Nesting resources provide REST API consumers an easy and efficient way to manage data by allowing the consumer to send and receive only the required object. The nested resource must be a business object, that is, it must still represent a complete business object.


Travis R is correct. (I wish I could upvote ya.) I just got this working myself. With these routes:

resources :articles do
  resources :comments
end

You get paths like:

/articles/42
/articles/42/comments/99

routed to controllers at

app/controllers/articles_controller.rb
app/controllers/comments_controller.rb

just as it says at http://guides.rubyonrails.org/routing.html#nested-resources, with no special namespaces.

But partials and forms become tricky. Note the square brackets:

<%= form_for [@article, @comment] do |f| %>

Most important, if you want a URI, you may need something like this:

article_comment_path(@article, @comment)

Alternatively:

[@article, @comment]

as described at http://edgeguides.rubyonrails.org/routing.html#creating-paths-and-urls-from-objects

For example, inside a collections partial with comment_item supplied for iteration,

<%= link_to "delete", article_comment_path(@article, comment_item),
      :method => :delete, :confirm => "Really?" %>

What jamuraa says may work in the context of Article, but it did not work for me in various other ways.

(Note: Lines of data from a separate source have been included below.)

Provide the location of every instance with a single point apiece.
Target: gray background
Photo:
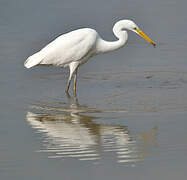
(112, 81)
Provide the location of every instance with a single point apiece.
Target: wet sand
(129, 119)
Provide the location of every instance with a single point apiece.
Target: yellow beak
(142, 34)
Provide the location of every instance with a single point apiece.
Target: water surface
(129, 119)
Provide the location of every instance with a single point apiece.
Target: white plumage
(75, 48)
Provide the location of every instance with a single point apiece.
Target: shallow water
(129, 119)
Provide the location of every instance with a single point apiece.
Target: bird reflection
(71, 134)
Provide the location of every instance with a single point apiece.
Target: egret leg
(75, 84)
(72, 67)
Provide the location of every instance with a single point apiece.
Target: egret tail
(33, 60)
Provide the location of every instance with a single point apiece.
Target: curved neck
(107, 46)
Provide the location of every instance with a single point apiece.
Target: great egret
(75, 48)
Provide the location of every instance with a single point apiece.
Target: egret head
(130, 25)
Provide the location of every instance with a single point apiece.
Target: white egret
(75, 48)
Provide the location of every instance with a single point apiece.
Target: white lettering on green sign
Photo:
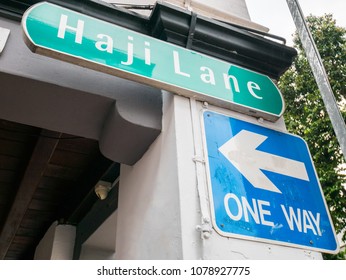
(74, 37)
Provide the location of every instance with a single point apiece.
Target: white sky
(275, 14)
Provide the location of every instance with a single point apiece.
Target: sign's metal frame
(210, 189)
(189, 91)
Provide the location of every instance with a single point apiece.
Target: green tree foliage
(306, 115)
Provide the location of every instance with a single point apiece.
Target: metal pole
(319, 72)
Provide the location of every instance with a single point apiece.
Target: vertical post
(319, 72)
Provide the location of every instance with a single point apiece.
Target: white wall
(163, 198)
(57, 244)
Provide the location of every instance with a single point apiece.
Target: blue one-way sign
(264, 187)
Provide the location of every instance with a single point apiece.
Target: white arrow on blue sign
(264, 187)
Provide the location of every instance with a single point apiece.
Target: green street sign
(71, 36)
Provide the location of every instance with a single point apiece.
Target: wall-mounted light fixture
(102, 188)
(4, 33)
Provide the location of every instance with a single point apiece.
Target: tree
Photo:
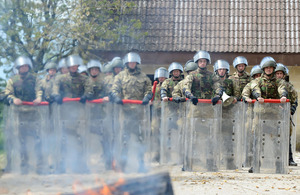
(47, 30)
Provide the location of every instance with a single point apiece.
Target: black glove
(83, 99)
(215, 100)
(293, 110)
(194, 100)
(146, 99)
(177, 99)
(118, 100)
(58, 99)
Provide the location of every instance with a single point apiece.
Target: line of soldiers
(124, 80)
(269, 80)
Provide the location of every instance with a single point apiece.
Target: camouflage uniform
(239, 82)
(96, 88)
(44, 88)
(71, 86)
(202, 84)
(22, 88)
(132, 85)
(167, 87)
(108, 82)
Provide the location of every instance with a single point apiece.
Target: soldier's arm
(217, 86)
(164, 90)
(9, 91)
(187, 85)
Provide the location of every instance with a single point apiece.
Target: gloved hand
(57, 99)
(146, 99)
(83, 99)
(177, 99)
(194, 100)
(215, 100)
(293, 110)
(118, 100)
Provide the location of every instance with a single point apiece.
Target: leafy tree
(47, 30)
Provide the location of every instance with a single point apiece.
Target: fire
(103, 190)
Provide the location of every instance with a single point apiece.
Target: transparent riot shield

There is a lot of discussion related to nested resources, e.g. http://weblog.jamisbuck.org/2007/2/5/nesting-resources

Interestingly, I just learned that most people's unit-tests are not actually testing all paths. When people follow jamisbuck's suggestion, they end up with two ways to get at nested resources. Their unit-tests will generally get/post to the simplest:

# POST /comments
post :create, :comment => {:article_id=>42, ...}

In order to test the route that they may prefer, they need to do it this way:

# POST /articles/42/comments
post :create, :article_id => 42, :comment => {...}

I learned this because my unit-tests started failing when I switched from this:

resources :comments
resources :articles do
  resources :comments
end

to this:

resources :comments, :only => [:destroy, :show, :edit, :update]
resources :articles do
  resources :comments, :only => [:create, :index, :new]
end

I guess it's ok to have duplicate routes, and to miss a few unit-tests. (Why test? Because even if the user never sees the duplicates, your forms may refer to them, either implicitly or via named routes.) Still, to minimize needless duplication, I recommend this:

resources :comments
resources :articles do
  resources :comments, :only => [:create, :index, :new]
end

Sorry for the long answer. Not many people are aware of the subtleties, I think.

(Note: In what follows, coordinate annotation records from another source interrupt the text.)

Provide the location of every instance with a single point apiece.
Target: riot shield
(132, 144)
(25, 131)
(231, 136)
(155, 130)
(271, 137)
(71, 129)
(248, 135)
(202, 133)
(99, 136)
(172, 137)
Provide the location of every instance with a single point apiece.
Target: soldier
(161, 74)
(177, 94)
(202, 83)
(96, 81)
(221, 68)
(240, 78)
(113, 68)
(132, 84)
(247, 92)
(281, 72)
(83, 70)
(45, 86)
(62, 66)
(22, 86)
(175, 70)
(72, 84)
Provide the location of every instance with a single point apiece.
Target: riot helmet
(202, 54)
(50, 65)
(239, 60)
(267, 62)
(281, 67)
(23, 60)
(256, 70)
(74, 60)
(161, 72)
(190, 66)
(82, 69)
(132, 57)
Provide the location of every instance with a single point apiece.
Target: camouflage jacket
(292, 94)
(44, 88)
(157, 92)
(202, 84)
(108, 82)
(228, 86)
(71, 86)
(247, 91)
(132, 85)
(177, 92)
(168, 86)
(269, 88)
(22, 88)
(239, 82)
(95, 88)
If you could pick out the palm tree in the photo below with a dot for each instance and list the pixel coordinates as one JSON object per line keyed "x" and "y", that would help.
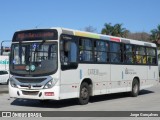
{"x": 108, "y": 29}
{"x": 115, "y": 30}
{"x": 155, "y": 34}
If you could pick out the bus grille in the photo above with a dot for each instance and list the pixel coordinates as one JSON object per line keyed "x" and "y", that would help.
{"x": 30, "y": 92}
{"x": 30, "y": 80}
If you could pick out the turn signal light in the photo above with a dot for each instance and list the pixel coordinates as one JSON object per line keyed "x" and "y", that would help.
{"x": 49, "y": 93}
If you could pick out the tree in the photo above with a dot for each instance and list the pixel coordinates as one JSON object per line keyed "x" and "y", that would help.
{"x": 115, "y": 30}
{"x": 155, "y": 34}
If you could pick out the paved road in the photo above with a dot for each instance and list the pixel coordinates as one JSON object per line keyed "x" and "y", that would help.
{"x": 148, "y": 100}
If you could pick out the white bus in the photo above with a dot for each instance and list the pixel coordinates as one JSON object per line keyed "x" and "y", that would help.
{"x": 59, "y": 63}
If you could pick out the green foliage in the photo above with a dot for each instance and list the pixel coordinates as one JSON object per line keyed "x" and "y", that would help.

Be sure to have both objects created in controller: @post and @comment for the post, eg:

@post = Post.find params[:post_id]
@comment = Comment.new(:post=>@post)

Then in view:

<%= form_for([@post, @comment]) do |f| %>

Be sure to explicitly define the array in the form_for, not just comma separated like you have above.

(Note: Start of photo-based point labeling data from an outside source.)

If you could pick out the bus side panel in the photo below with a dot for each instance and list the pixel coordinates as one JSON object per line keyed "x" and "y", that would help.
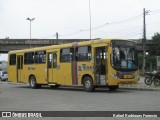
{"x": 12, "y": 73}
{"x": 64, "y": 74}
{"x": 41, "y": 73}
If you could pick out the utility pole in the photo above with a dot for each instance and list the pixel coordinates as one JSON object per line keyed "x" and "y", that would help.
{"x": 57, "y": 35}
{"x": 90, "y": 18}
{"x": 144, "y": 39}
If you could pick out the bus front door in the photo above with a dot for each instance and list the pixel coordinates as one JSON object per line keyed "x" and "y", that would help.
{"x": 19, "y": 68}
{"x": 52, "y": 68}
{"x": 100, "y": 65}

You don't need to do special things in the form. You just build the comment correctly in the show action:

class ArticlesController < ActionController::Base
  ....
  def show
    @article = Article.find(params[:id])
    @new_comment = @article.comments.build
  end
  ....
end

and then make a form for it in the article view:

<% form_for @new_comment do |f| %>
   <%= f.text_area :text %>
   <%= f.submit "Post Comment" %>
<% end %>

by default, this comment will go to the create action of CommentsController, which you will then probably want to put redirect :back into so you're routed back to the Article page.